La mobilisation contre les constructions sur les terrains de sport du quartier de Belle-Beille ne s’appuie pas sur un argumentaire à propos du paysage, mais sur la diversité des pratiques informelles non prises en compte dans le projet : apprentissage du vélo par les enfants, barbecue entre voisins, cohabitation entre habitants et étudiants, etc. Les logements envisagés ne sont pas dénoncés en anticipant le paysage projeté, mais au regard des usages actuels menacés. Le paysage n’est donc ici ni le sujet dont on s’empare pour lutter contre un projet, ni le projet auquel on s’oppose, mais le cadre spatial dans lequel prennent place les usages quotidiens. Si la contestation d’abord assurée par les riverains immédiats (dans une logique Nimby) aurait pu les conduire à préserver pour leur tranquillité les terrains tels qu’ils sont, l’élargissement de la contestation aux habitants du quartier les conduit à défendre leurs usages indépendamment de la préservation des lieux en l’état : le dépassement de la logique Nimby est une condition essentielle pour échapper aux accusations de mobilisation en faveur d’intérêts particuliers7.

Conclusion

Pour dépasser ces conflits, une meilleure participation du public semble une réponse adaptée. De nombreuses expériences démontrent qu’il est possible de s’entendre sur un programme sur la base d’un diagnostic partagé, permettant d’impliquer le public dans le travail de (co)-conception, voire de réalisations (chantiers participatifs). Dans ces démarches, le statut du paysage est divers, allant du paysage-objet à aménager au paysage-outil pour aménager8. La « médiation paysagère » désigne alors les démarches participatives d’aménagement qui utilisent le paysage comme moyen pour faire participer le public à l’aménagement de leur cadre de vie.

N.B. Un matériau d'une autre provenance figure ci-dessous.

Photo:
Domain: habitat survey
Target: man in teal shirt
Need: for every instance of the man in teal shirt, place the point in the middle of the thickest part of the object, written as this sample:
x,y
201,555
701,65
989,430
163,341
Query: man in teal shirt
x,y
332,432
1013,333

Les controverses paysagères et environnementales étaient à l’origine de la mise à l’agenda politique du paysage à la fin du XIXème siècle. Elles sont aujourd’hui induites par cette institutionnalisation : de causes, elles deviennent conséquences, suite à la reconnaissance du paysage en tant qu’enjeu d’aménagement. Si l’intégration paysagère peut encore être pensée comme une solution pour résoudre un conflit d’aménagement autour d’une infrastructure, la participation est désormais la réponse la plus convaincante, en particulier pour résoudre les controverses centrées sur les paysages. Encore expérimentales mais pouvant être testées et évaluées dans le cadre de programme de recherche-action, les démarches participatives proposent une alternative aux processus d’aménagement trop descendants, et donc potentiellement conflictuels. Elles sont malheureusement souvent discréditées par les modalités de la participation institutionnelle offerte aux habitants, et productrices elles-mêmes de tensions. Dans ces démarches remontantes, la valeur patrimoniale du paysage tend à s’effacer au profit de valeurs d’usages : ici l’enjeu n’est plus de protéger le paysage-objet (en l’état) que le paysage-relation (conserver l’usage plutôt que la forme). Ainsi, dans les années à venir, des controverses d’aménagement s’appuieront sur le paysage de façon différente, plus en lien avec la notion de « commun »9.

Ce qu’il faut retenir

Selon les cas, la notion de paysage disparait au profit des enjeux environnementaux, ou bien cristallise la remise en cause du droit de propriété foncière ou un projet municipal urbain de logements. C’est pourquoi son statut varie de paysage-objet à aménager à paysage-outil pour aménager. D’une manière plus générale, dans les démarches participatives, les valeurs d’usage s’imposent souvent aux dépens des valeurs patrimoniales. Ce dont il faudra tenir compte dans les décisions d’arbitrage.


Pour en savoir plus

DAVODEAU H., 2008, « Des conflits révélateurs de la territorialisation du projet de paysage : exemples ligériens », Territoires de conflits, analyses des mutations de l’occupation de l’espace, (dir. KIRAT, TORRE), L’Harmattan, pp 49-61/322.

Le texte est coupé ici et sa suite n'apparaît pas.